Preparing to be an executor of an estate

On Behalf of | Dec 14, 2020 | Probate And Estate Administration |

Being an executor of an estate is more than having a title and involves lots of time, patience, and the ability to uncover assets and information. Even though it is difficult to refuse the request, executors should know and prepare for their estate administration duties.


Being an executor is time-consuming. It can include telephone calls, recording financial information at the courthouse, sending out correspondence and other tasks. Information may be needed from banks, mortgage service providers, investment firms, life insurance companies and any other entity that played a part in the decedent’s holdings.

Sorting through and placing values on years of accumulated property at the deceased person’s home may be another time-consuming, tedious, and demanding task. Trying to fairly and correctly allocate this property to family members makes this duty even more difficult.


Executors must have strong organization skills and know how to look for information. A person is unqualified if they cannot balance their checkbook, has their own financial problems, cannot organize financial information, or lacks attention to detail.

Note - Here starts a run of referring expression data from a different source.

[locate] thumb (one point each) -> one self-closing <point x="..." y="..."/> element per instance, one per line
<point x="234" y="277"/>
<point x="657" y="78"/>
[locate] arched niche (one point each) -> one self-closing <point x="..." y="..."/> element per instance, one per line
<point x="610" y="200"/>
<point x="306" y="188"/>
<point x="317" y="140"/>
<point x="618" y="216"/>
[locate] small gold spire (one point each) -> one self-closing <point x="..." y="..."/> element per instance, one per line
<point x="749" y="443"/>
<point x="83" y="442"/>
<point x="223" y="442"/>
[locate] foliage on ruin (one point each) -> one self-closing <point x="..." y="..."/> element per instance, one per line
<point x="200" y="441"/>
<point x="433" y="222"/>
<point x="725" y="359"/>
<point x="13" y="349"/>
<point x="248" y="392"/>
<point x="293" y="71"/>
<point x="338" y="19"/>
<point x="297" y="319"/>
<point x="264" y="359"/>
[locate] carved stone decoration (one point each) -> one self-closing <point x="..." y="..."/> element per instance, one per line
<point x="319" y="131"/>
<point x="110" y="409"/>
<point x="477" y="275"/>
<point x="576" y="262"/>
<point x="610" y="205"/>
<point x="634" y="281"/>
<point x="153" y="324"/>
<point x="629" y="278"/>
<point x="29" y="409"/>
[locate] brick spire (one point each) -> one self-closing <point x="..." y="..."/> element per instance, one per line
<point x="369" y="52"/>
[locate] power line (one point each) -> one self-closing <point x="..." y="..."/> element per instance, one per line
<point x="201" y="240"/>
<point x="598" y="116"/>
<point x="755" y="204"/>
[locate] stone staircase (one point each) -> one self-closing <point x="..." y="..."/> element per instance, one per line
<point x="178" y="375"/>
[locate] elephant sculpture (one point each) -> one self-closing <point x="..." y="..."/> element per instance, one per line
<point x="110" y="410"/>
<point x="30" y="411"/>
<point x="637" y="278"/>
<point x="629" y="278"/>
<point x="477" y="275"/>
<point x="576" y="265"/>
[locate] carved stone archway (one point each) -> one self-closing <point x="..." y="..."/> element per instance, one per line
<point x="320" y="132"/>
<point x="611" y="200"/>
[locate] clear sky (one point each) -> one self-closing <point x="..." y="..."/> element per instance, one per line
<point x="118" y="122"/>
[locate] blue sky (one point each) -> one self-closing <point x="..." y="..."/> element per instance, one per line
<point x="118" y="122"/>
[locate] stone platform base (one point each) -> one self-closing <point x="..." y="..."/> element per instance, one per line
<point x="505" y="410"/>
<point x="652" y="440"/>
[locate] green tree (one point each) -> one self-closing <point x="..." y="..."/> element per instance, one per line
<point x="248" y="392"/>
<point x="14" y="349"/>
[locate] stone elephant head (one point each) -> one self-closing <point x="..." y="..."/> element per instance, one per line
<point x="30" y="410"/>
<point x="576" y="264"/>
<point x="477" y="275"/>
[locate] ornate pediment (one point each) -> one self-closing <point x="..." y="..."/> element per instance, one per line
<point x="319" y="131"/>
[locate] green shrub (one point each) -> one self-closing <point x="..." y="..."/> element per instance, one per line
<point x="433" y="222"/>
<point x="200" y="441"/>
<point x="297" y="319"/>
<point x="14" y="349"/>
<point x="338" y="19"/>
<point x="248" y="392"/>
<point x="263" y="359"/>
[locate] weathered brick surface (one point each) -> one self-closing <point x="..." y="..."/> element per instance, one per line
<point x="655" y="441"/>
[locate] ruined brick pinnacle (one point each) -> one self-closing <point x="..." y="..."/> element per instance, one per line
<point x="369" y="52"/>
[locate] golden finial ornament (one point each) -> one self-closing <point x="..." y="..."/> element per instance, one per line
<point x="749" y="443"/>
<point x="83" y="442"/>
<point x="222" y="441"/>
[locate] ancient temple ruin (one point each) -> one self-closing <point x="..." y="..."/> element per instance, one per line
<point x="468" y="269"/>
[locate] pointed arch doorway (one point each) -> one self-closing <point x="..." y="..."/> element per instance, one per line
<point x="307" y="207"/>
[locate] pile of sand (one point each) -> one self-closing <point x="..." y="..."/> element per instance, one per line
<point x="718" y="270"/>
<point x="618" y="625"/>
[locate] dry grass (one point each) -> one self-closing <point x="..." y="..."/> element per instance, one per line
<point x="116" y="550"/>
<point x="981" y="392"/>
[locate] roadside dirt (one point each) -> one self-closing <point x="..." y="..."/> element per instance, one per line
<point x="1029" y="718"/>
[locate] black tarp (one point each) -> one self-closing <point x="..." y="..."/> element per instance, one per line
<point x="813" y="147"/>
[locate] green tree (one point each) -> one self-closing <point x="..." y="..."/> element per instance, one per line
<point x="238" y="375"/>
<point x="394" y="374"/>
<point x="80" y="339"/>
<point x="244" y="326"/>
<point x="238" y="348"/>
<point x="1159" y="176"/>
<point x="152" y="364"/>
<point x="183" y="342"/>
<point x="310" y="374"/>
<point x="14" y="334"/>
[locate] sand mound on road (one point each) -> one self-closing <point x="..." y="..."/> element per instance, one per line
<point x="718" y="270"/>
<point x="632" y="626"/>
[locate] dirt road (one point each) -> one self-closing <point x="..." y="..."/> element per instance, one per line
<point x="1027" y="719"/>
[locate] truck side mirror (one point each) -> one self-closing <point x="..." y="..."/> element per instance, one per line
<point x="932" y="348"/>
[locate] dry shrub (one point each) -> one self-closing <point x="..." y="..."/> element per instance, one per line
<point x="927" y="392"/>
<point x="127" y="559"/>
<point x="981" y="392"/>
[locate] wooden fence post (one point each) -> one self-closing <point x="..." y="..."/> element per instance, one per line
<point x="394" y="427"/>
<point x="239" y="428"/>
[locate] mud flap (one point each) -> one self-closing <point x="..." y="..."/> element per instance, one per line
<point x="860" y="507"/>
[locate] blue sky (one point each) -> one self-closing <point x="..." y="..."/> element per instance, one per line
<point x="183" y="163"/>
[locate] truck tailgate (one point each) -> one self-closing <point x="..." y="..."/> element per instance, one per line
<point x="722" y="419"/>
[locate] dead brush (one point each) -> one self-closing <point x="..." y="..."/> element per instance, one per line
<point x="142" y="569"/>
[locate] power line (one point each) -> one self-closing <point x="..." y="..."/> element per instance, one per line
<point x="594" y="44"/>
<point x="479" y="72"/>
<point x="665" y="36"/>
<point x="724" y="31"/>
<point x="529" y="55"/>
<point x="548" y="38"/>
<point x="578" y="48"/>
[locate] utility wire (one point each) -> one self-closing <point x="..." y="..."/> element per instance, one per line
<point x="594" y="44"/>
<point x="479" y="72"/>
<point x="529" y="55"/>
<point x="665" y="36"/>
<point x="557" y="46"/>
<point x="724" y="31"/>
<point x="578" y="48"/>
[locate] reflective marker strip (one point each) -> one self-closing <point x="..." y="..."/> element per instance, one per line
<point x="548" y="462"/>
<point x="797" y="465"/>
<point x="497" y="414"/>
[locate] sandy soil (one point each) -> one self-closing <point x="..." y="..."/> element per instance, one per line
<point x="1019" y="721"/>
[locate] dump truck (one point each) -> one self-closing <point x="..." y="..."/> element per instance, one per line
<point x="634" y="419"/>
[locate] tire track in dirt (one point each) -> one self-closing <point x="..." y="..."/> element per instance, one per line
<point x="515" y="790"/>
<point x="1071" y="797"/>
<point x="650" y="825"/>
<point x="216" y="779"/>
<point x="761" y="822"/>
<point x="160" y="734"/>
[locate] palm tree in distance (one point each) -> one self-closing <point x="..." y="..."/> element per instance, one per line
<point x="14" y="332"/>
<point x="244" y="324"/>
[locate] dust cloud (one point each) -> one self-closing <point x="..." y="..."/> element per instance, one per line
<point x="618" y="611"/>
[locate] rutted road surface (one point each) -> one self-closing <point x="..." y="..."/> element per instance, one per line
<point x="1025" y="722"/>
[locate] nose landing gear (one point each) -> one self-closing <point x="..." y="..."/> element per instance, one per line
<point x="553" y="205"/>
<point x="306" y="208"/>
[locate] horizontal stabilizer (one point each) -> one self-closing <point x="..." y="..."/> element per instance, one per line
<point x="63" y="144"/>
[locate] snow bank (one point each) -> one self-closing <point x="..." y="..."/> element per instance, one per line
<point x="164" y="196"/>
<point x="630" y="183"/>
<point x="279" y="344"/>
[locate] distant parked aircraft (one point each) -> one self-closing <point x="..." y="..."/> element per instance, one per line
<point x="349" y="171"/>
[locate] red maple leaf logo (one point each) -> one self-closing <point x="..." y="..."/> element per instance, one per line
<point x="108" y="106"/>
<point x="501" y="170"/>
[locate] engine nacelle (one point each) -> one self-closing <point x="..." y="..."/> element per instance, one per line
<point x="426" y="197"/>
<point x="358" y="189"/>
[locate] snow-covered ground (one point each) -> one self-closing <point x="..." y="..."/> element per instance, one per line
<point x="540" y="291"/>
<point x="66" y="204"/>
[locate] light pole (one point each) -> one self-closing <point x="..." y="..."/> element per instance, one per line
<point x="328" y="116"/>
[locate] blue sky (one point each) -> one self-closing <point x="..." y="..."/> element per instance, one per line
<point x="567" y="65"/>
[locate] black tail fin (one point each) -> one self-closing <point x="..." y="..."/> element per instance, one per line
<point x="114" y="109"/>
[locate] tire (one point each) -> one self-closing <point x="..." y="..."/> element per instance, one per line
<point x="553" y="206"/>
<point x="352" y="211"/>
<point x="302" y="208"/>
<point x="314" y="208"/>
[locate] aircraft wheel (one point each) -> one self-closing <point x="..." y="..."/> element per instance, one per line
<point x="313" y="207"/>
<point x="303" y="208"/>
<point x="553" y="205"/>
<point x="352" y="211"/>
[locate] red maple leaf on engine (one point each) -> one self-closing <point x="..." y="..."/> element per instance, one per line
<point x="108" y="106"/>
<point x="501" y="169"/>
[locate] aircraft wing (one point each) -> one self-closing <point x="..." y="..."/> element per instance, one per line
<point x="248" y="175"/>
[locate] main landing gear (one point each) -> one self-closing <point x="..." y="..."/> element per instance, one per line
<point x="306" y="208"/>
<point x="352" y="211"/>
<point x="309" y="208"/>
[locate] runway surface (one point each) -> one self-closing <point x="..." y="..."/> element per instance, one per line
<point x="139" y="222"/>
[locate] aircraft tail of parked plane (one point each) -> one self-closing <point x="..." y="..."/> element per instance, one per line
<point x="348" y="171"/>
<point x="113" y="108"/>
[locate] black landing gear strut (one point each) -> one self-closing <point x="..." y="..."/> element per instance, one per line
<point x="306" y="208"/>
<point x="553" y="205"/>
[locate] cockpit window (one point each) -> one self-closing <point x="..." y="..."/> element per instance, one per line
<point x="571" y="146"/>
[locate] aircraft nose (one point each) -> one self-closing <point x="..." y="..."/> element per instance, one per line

It is important for executors to stay calm as they deal with many legal and financial matters. They must also try to be fair to family members. Executors should openly settle affairs openly to maintain tranquility and create trust.


Pennsylvania has laws governing an executor’s responsibilities and when they should undertake their duties. These typically include paying funeral expenses, publishing death notifications and filing estate taxes, among other things.

Executors may seek legal assistance because they are personally liable for the estate’s proper administration. The IRS may hold executors accountable if they misrepresent the value of assets. If heirs do not receive the proper allocation of assets, an executor may have to reimburse them or pay fines.


Being an executor may require travel and time loss from work. Personal time may also have value.

Executors may be entitled to take a percentage of the estate’s value which is often contained in the will. Otherwise, fees can be what is reasonable and just under the circumstances. This can lead to conflict with heirs who may be unaware for the time that the executor expended.

An attorney can help executors perform their duties. Heirs can also seek legal representation to assure that the estate is being handled properly.